Entry data - DOE:
Openhealth Company's objective is to aggregate different data sources and present them on the platformThe Hub.
For the extrapolation of a patient follow-up, we use 2 different panels, the first panel P1 without patient ID and the second P2 with patient ID.
From the P1 panel, we extrapolate daily sales data from the entire French territory, for each of the 450,000 items sold in the 20,764 pharmacies (* as of 01/29/2020)
( see article on the OpenHealth panel )
- > We therefore have data extrapolated nationally from P1, with a number of boxes called M per day nationally for a given product.
In the P2 panel, in the gross sales data, the pharmacy tickets, we have patient data including age and gender.
- > We therefore have non-extrapolated data from P2, with a number of boxes that we call m for a set of pharmacies, for patients that the we name i, by age (0,1,2,3, ... n) and by gender (M / F) for this same product.
To extrapolate patient follow-up on a national level we use the coefficient α = M ( number of boxes per day nationally for a given product ) / m ( number of boxes per day for a set of pharmacies, for patients , and this by age and gender for this same product )

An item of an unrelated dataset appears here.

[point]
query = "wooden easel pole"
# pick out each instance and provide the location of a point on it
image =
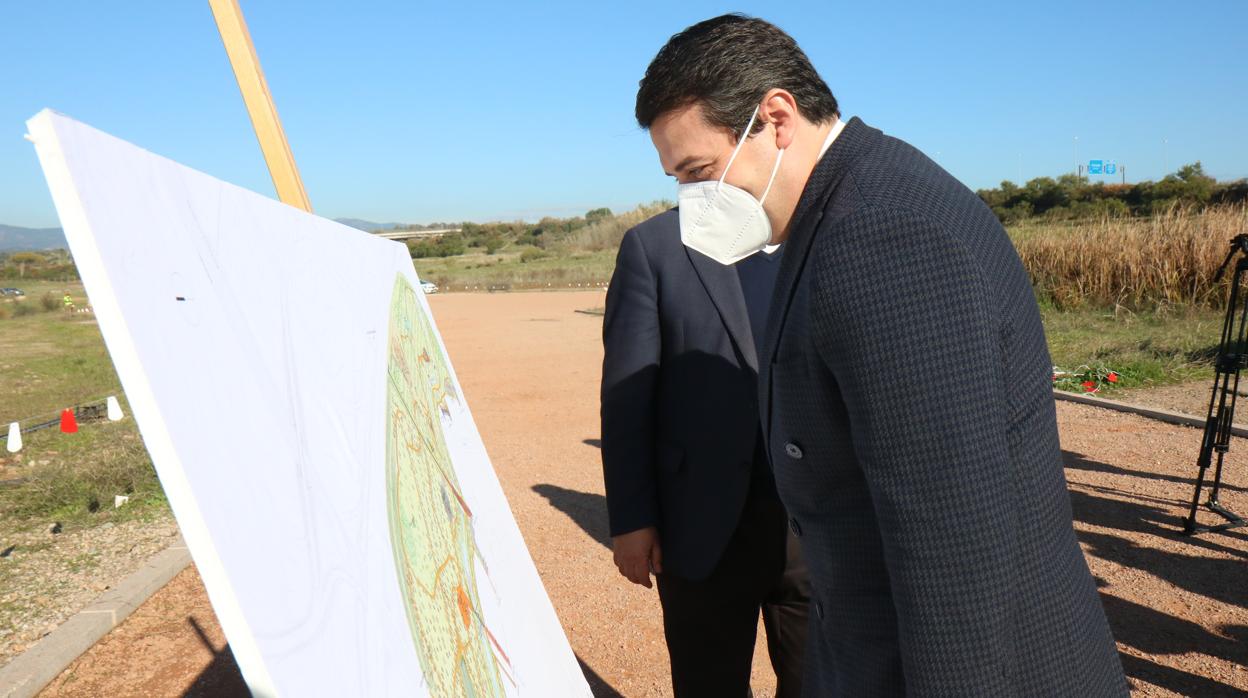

We then apply this coefficient α to the sales data of the P2 panel, in order to obtain national patient data by age and gender.
Then, from our method of re-allocation of national sales data to sector-level we are able to present this patient information according to a previously chosen geographic breakdown: for example the administrative regions and Health territories.
Output data - DOS:
As an output we have patient data, for a given product, by month, by age and by gender.